Perhaps the most interesting part of Knott’s portfolio is Euclid Opportunities, a company within a company that is tasked with investing in emerging financial technology firms that have the potential to become “next-generation providers” of post-trade services. Through Euclid ICAP has made minority investments in five companies: Abide Financial, AcadiaSoft, Duco, Enso Financial and Open-Gamma. Look for more investments of this type as Knott continues building out this rapidly growing division of ICAP.


David Rutter

Promised Land

DAVID RUTTER HAS a plan to bring blockchain to banking.

As the founder and managing partner of R3CEV, a New York-based start-up, he has persuaded leading banks from Europe, North America and Asia to join forces and explore potential uses for blockchain, the distributed ledger technology commonly associated with bitcoin.

The project was unveiled in September with financial backing from nine large investment banks, including Credit Suisse, Goldman Sachs and J.P. Morgan. Other banks quickly came on board, and by the end of the year a whopping 42 banks had signed up as supporters.

David Rutter

Blockchain is essentially a record or ledger of digital events shared among parties in a transaction. R3CEV’s project is still at an early stage of development, but Rutter, a 30-year veteran of electronic markets, thinks the blockchain technology has the potential for tremendous improvements in operational efficiency.

Rutter’s vision is that rather than trying to develop a specific application, R3CEV will develop an open-source “base communication layer” to support blockchain applications. In other words, think of common standards on which other companies including technology vendors and the banks themselves—can build their own applications. It won’t be easy to manage all the conflicting interests within the consortium, but Rutter and his team think it’s the best approach to achieving mass adoption across the banking industry.

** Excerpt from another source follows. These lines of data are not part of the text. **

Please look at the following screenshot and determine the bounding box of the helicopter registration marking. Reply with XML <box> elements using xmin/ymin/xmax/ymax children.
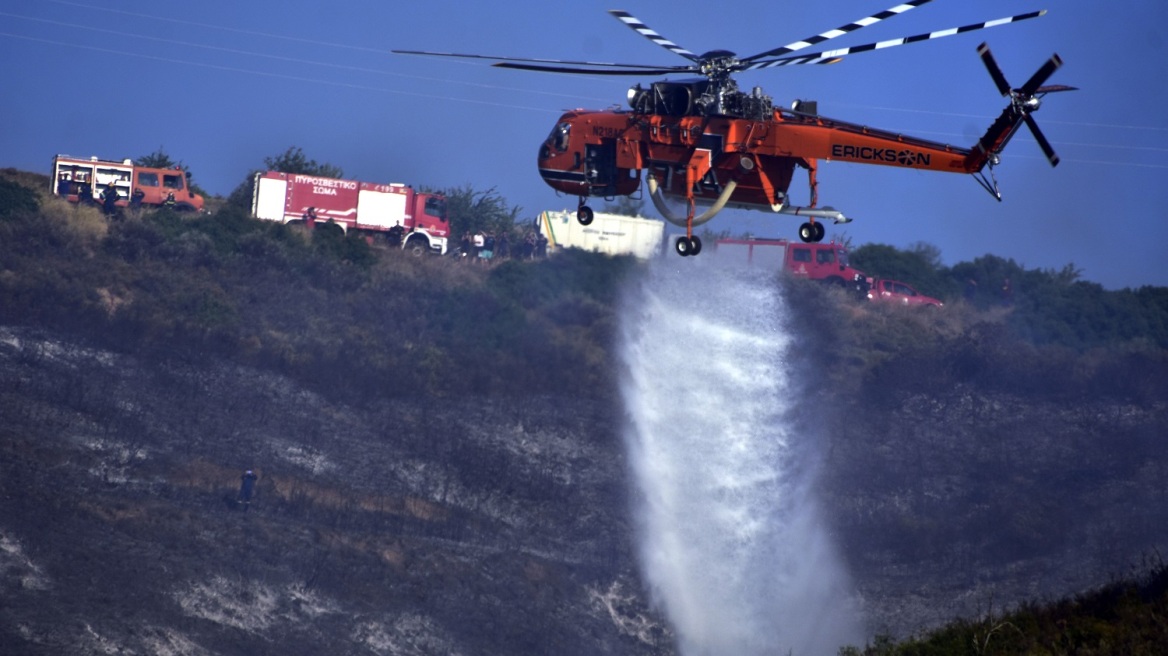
<box><xmin>832</xmin><ymin>144</ymin><xmax>933</xmax><ymax>166</ymax></box>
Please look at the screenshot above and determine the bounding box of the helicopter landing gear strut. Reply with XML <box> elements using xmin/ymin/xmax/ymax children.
<box><xmin>673</xmin><ymin>198</ymin><xmax>702</xmax><ymax>257</ymax></box>
<box><xmin>576</xmin><ymin>196</ymin><xmax>595</xmax><ymax>225</ymax></box>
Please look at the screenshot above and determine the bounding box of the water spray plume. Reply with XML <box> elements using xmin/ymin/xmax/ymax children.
<box><xmin>621</xmin><ymin>261</ymin><xmax>863</xmax><ymax>656</ymax></box>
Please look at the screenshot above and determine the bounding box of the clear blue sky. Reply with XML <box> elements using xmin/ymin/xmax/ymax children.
<box><xmin>0</xmin><ymin>0</ymin><xmax>1168</xmax><ymax>288</ymax></box>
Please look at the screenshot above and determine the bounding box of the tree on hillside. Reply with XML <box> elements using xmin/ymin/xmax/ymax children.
<box><xmin>227</xmin><ymin>146</ymin><xmax>345</xmax><ymax>210</ymax></box>
<box><xmin>264</xmin><ymin>146</ymin><xmax>345</xmax><ymax>177</ymax></box>
<box><xmin>440</xmin><ymin>184</ymin><xmax>522</xmax><ymax>239</ymax></box>
<box><xmin>851</xmin><ymin>243</ymin><xmax>953</xmax><ymax>298</ymax></box>
<box><xmin>134</xmin><ymin>146</ymin><xmax>207</xmax><ymax>197</ymax></box>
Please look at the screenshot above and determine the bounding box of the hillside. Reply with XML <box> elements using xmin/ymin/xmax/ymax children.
<box><xmin>0</xmin><ymin>172</ymin><xmax>1168</xmax><ymax>654</ymax></box>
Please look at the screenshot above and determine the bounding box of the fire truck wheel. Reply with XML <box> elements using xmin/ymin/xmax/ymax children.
<box><xmin>799</xmin><ymin>223</ymin><xmax>815</xmax><ymax>244</ymax></box>
<box><xmin>405</xmin><ymin>237</ymin><xmax>430</xmax><ymax>257</ymax></box>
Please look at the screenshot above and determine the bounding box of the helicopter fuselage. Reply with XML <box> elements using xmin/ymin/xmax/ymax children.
<box><xmin>538</xmin><ymin>81</ymin><xmax>989</xmax><ymax>211</ymax></box>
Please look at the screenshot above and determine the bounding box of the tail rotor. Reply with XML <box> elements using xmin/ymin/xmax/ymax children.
<box><xmin>978</xmin><ymin>43</ymin><xmax>1076</xmax><ymax>166</ymax></box>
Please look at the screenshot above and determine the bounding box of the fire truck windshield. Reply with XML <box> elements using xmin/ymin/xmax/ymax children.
<box><xmin>425</xmin><ymin>196</ymin><xmax>446</xmax><ymax>221</ymax></box>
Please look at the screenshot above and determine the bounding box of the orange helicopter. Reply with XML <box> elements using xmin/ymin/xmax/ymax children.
<box><xmin>394</xmin><ymin>0</ymin><xmax>1075</xmax><ymax>256</ymax></box>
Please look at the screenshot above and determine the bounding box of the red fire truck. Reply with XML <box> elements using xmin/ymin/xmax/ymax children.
<box><xmin>53</xmin><ymin>155</ymin><xmax>203</xmax><ymax>211</ymax></box>
<box><xmin>715</xmin><ymin>237</ymin><xmax>863</xmax><ymax>286</ymax></box>
<box><xmin>251</xmin><ymin>170</ymin><xmax>450</xmax><ymax>254</ymax></box>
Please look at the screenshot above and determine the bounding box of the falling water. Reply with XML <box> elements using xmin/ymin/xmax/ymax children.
<box><xmin>621</xmin><ymin>258</ymin><xmax>863</xmax><ymax>656</ymax></box>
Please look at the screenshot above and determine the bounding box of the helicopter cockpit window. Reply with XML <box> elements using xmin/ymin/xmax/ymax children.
<box><xmin>548</xmin><ymin>123</ymin><xmax>572</xmax><ymax>153</ymax></box>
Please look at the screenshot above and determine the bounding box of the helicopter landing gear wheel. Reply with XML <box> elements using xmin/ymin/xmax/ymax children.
<box><xmin>674</xmin><ymin>237</ymin><xmax>702</xmax><ymax>257</ymax></box>
<box><xmin>799</xmin><ymin>223</ymin><xmax>827</xmax><ymax>244</ymax></box>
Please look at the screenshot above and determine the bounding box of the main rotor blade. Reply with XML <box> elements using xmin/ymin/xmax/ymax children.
<box><xmin>390</xmin><ymin>50</ymin><xmax>691</xmax><ymax>72</ymax></box>
<box><xmin>609</xmin><ymin>9</ymin><xmax>697</xmax><ymax>62</ymax></box>
<box><xmin>978</xmin><ymin>42</ymin><xmax>1010</xmax><ymax>96</ymax></box>
<box><xmin>742</xmin><ymin>0</ymin><xmax>932</xmax><ymax>63</ymax></box>
<box><xmin>743</xmin><ymin>9</ymin><xmax>1047</xmax><ymax>70</ymax></box>
<box><xmin>492</xmin><ymin>61</ymin><xmax>700</xmax><ymax>75</ymax></box>
<box><xmin>1024</xmin><ymin>114</ymin><xmax>1058</xmax><ymax>166</ymax></box>
<box><xmin>1018</xmin><ymin>54</ymin><xmax>1063</xmax><ymax>96</ymax></box>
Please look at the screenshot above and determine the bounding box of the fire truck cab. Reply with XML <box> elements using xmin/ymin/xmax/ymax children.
<box><xmin>53</xmin><ymin>155</ymin><xmax>203</xmax><ymax>211</ymax></box>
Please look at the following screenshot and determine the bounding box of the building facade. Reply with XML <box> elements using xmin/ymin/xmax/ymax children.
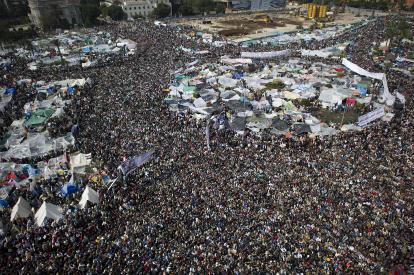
<box><xmin>122</xmin><ymin>0</ymin><xmax>171</xmax><ymax>18</ymax></box>
<box><xmin>28</xmin><ymin>0</ymin><xmax>82</xmax><ymax>27</ymax></box>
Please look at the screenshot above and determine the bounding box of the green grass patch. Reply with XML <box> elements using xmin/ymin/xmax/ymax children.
<box><xmin>312</xmin><ymin>108</ymin><xmax>358</xmax><ymax>124</ymax></box>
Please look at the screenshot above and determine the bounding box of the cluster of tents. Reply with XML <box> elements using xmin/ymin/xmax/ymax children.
<box><xmin>10</xmin><ymin>186</ymin><xmax>99</xmax><ymax>226</ymax></box>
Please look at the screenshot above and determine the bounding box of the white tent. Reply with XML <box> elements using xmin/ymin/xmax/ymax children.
<box><xmin>193</xmin><ymin>97</ymin><xmax>207</xmax><ymax>108</ymax></box>
<box><xmin>70</xmin><ymin>153</ymin><xmax>92</xmax><ymax>171</ymax></box>
<box><xmin>10</xmin><ymin>197</ymin><xmax>33</xmax><ymax>221</ymax></box>
<box><xmin>35</xmin><ymin>201</ymin><xmax>63</xmax><ymax>226</ymax></box>
<box><xmin>79</xmin><ymin>186</ymin><xmax>99</xmax><ymax>209</ymax></box>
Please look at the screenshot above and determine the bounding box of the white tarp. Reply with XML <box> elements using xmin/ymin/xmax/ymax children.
<box><xmin>358</xmin><ymin>107</ymin><xmax>385</xmax><ymax>126</ymax></box>
<box><xmin>395</xmin><ymin>92</ymin><xmax>405</xmax><ymax>104</ymax></box>
<box><xmin>193</xmin><ymin>97</ymin><xmax>207</xmax><ymax>108</ymax></box>
<box><xmin>397</xmin><ymin>57</ymin><xmax>414</xmax><ymax>63</ymax></box>
<box><xmin>10</xmin><ymin>197</ymin><xmax>33</xmax><ymax>221</ymax></box>
<box><xmin>301</xmin><ymin>50</ymin><xmax>332</xmax><ymax>58</ymax></box>
<box><xmin>35</xmin><ymin>201</ymin><xmax>63</xmax><ymax>226</ymax></box>
<box><xmin>241</xmin><ymin>50</ymin><xmax>290</xmax><ymax>59</ymax></box>
<box><xmin>342</xmin><ymin>58</ymin><xmax>395</xmax><ymax>105</ymax></box>
<box><xmin>79</xmin><ymin>186</ymin><xmax>99</xmax><ymax>209</ymax></box>
<box><xmin>221</xmin><ymin>57</ymin><xmax>253</xmax><ymax>65</ymax></box>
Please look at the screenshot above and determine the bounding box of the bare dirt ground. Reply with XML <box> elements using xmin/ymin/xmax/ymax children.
<box><xmin>176</xmin><ymin>6</ymin><xmax>390</xmax><ymax>42</ymax></box>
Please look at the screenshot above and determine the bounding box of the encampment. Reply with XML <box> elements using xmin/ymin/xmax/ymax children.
<box><xmin>10</xmin><ymin>197</ymin><xmax>33</xmax><ymax>221</ymax></box>
<box><xmin>35</xmin><ymin>201</ymin><xmax>63</xmax><ymax>226</ymax></box>
<box><xmin>79</xmin><ymin>186</ymin><xmax>99</xmax><ymax>209</ymax></box>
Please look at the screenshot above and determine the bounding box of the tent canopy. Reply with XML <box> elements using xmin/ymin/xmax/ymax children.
<box><xmin>79</xmin><ymin>186</ymin><xmax>99</xmax><ymax>209</ymax></box>
<box><xmin>10</xmin><ymin>197</ymin><xmax>33</xmax><ymax>221</ymax></box>
<box><xmin>24</xmin><ymin>109</ymin><xmax>55</xmax><ymax>127</ymax></box>
<box><xmin>35</xmin><ymin>201</ymin><xmax>63</xmax><ymax>226</ymax></box>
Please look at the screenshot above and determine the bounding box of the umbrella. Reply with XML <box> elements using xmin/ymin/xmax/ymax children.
<box><xmin>272</xmin><ymin>118</ymin><xmax>289</xmax><ymax>131</ymax></box>
<box><xmin>61</xmin><ymin>183</ymin><xmax>78</xmax><ymax>197</ymax></box>
<box><xmin>293</xmin><ymin>124</ymin><xmax>311</xmax><ymax>135</ymax></box>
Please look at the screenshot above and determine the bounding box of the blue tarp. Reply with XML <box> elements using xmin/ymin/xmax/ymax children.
<box><xmin>4</xmin><ymin>88</ymin><xmax>17</xmax><ymax>95</ymax></box>
<box><xmin>82</xmin><ymin>47</ymin><xmax>91</xmax><ymax>53</ymax></box>
<box><xmin>47</xmin><ymin>87</ymin><xmax>56</xmax><ymax>94</ymax></box>
<box><xmin>60</xmin><ymin>182</ymin><xmax>78</xmax><ymax>197</ymax></box>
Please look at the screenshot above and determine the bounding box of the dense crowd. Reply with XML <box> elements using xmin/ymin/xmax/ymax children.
<box><xmin>0</xmin><ymin>17</ymin><xmax>414</xmax><ymax>274</ymax></box>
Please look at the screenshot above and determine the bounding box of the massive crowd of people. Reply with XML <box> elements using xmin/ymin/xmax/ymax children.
<box><xmin>0</xmin><ymin>16</ymin><xmax>414</xmax><ymax>274</ymax></box>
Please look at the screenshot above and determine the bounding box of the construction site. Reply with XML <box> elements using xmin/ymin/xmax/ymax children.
<box><xmin>175</xmin><ymin>4</ymin><xmax>388</xmax><ymax>42</ymax></box>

Financial markets are one obvious area where blockchain could be put to work. Exchange operators like CME Group and Deutsche Boerse are exploring how this technology can be used in the clearing, settlement and reporting of trades. For example, blockchain could be used to cut trade settlement times from days to minutes and drastically reduce the amount of time it takes to reconcile trading records.

Rutter’s many years of experience in electronic brokerage give him unique insights into the financial industry’s potential use of this new technology. After graduating from Villanova University in 1984, he went to work at Prebon Yamane, where among other things he co-chaired a joint venture with the Chicago Board of Trade. He joined ICAP in 2003 and played a key role in the company’s move into electronic broking, putting him into direct contact with many of the banks that are now backing his new project.

Having lived through the long transition to electronic trading in the fixed income and foreign exchange markets, he has a keen understanding of the “pain points” in market infrastructure and the potential value that distributed ledgers could provide. In the months and years ahead Rutter will have to keep his many backers working together on the journey to the promised land of blockchain.